En estos tiempos de ocurrencias, todos jugamos a probar suerte, para reinventar este oficio. La solución, desde mi punto de vista, es mucho mas simple, y la pueden encontrar aquí, en este artículo publicado inicialmente en la revista francesa XXI y traducido para Fronterad que les ánimo a leer. Aviso, es un texto largo, si su tiempo libre es tan reducido que no pueden dedicarle el tiempo que merece, olvídense de todo y hagan algo por cambiar su vida.
Estos días he leído otra ocurrencia: un columnista, showman y publicista quiere subastar en eBay el espacio de su columna de opinión en El Periodico. Ese diario le paga a este señor para que escriba algo y él opta por rentabilizar ese encargo, potenciando su marca personal, subcontratando el servicio y anunciando que será el mejor postor quien pueda escribir sus ideas en él. Ahí hay dos opciones: que el medio haya dado el visto bueno a la operación, abriendo la puerta a que cualquier otro colaborador haga lo mismo, de forma pública o privada, y una segunda opción es que todo esto sea un experimento sobre el futuro del periodismo y que usted y yo no nos demos cuenta de que están haciendo Historia. Ah, sí, el dinero obtenido será -esta vez- destinado a un buen fin: la Plataforma de Afectados por las Hipotecas.

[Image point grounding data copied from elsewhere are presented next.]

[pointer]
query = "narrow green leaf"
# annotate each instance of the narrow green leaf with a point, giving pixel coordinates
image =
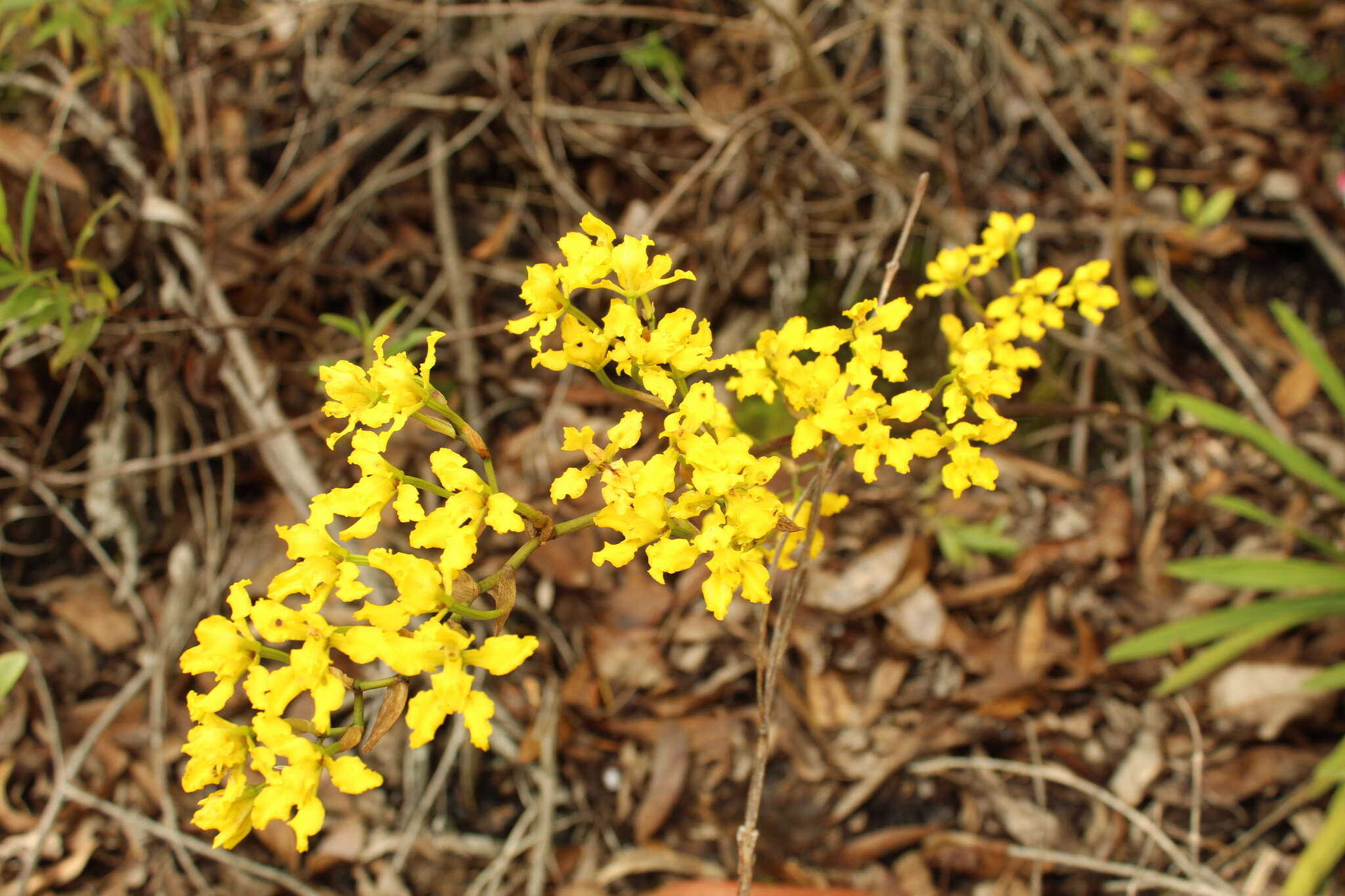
(1216, 624)
(342, 323)
(108, 286)
(1328, 372)
(1332, 767)
(87, 232)
(1323, 853)
(1224, 419)
(160, 104)
(1329, 679)
(1250, 511)
(77, 341)
(6, 233)
(12, 662)
(413, 339)
(1215, 209)
(385, 319)
(30, 209)
(1219, 654)
(1265, 574)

Y así discurre este juego del cambio de época, con mucha gente intentando inventar maquinitas, aplicaciones, nuevos soportes, etc para hacer rentable el periodismo. En fin, el periodismo -si es realmente periodismo- es sólo rentable si es independiente, libre, riguroso y creativo. Y cuando digo rentable no me refiero a la cuenta de explotación sino a su rentabilidad como instrumento de control al poder y garantía democrática. Lo de la rentabilidad económica dependerá de generar en el público una inquietud y convencerlos de que, por su bien, como ciudadanos, deben ser exigentes a la hora de consumir. Ardua labor.

PD. A los nuevos lectores de este blog les doy la bienvenida. A los lectores habituales les pido perdón por el engaño, porque les he mentido con el título. Sólo pretendía saber si incluyendo la palabra sexo se disparaban las visitas, a ver si así cordopolis me paga algo más. Porque no he hablado de sexo, o quizá sí.